Here’s the line we’re fed by society: that we don’t need our friends past a certain point, that “having it all” means a partner and babies and a career where we’re splintering the glass ceiling. Nowhere in that image of the modern Success Story are they waking up on a Saturday morning and meeting a buddy to go rock-climbing. We’re told that these relationships are a luxury, one we have to increasingly give up as we age. It was all well and good to spend hours on the phone with your best friend when you were in college. But now you have a Real Life, which has somehow come to be defined by the strength of its vertical connections rather than its lateral ones. Having strong friendships, investing in them with time and money, is wasteful. Those resources should be used on getting ahead, rather than strengthening the connections to your friends.

But it’s a lie. In fact, we’re doing ourselves an enormous disservice if we go gentle into that good night and let our friendships slowly fade.

Why?

We’re not intended to do it alone. Being a human is magic. It’s also truly, honestly tough. The emotional and organizational labor of family units, whether it’s care for children or older parents, or the everyday management of getting laundry out of the dryer and back in the drawers, is exhausting. Many of us do it while also carrying full-time careers (most of us, actually. See the above issue with the economic instability of our generation).
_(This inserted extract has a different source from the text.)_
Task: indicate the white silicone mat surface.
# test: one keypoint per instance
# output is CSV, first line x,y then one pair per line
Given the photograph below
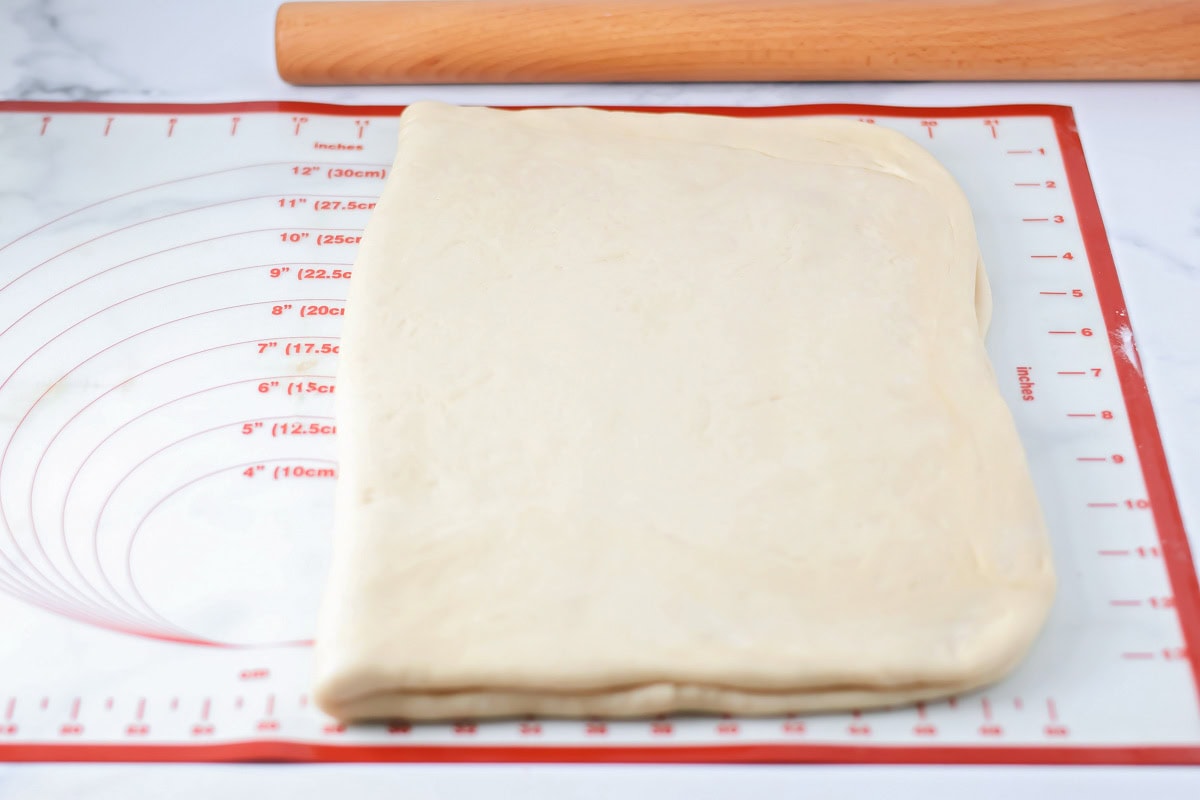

We can do all of this, and we do, with grace and strength. But we need each other. We need the validation of another person who is having the same experience, who can say with the gravitas of someone who knows: “Yeah, dude. This is a lot.”

People who have known us the longest remind us of who we truly are. Life changes us. As we become homeowners and parents and holders of retirement accounts, we need to remember the kids we were. They were pretty fun: kind of loud, really interested in electricity and horses and detective novels. And then, a little later, really brave: ready to throw punches, crusaders for the environment and immigrant rights. Life adds responsibilities to our plates, but we cannot let it crowd out our identities. That’s why friends are so crucial. We relate to them as only ourselves: we do not need to seduce them, as we do a partner, or be brave for them, as we do a child. The people who have seen you build yourself don’t need anything from you, other than the maintenance of the person within. It’s you — the witty, sarcastic human being who craves adventure and loves soup dumplings — who helps them solve their problems and brings them joy, not you as “Mrs. X” or “Dr. Y.”

We need them so deeply, our friends. But living far apart, or buried in obligations, we might only show up for the big things — weddings, usually — because we don’t have enough vacation days or funds for the small ones: the Thursday nights where you just need your friend to bring over a bottle of wine and listen.

So, what do we do? First, we admit there’s a problem. The sooner we view investment in our friendships as crucial to our mental and emotional health, the sooner we begin to act.

Then — like always — we have to get creative. Can we do an annual friends trip, even if we have to plan it a year in advance? Can we block off an evening a month for dinner at that Mexican place with the jalapeno margaritas? Can we start a tradition of sending cards and presents on birthdays again? It’s an honest conversation with ourselves about priorities: time and money are finite, and our world tends toward entropy. Connections get lost.

But we’re heroes: we wake up in the cold early morning to do deadlifts. We fly over the country to win death penalty cases. We can create life. Let’s decide to make life work for us.

Let’s just decide not to let go of each other.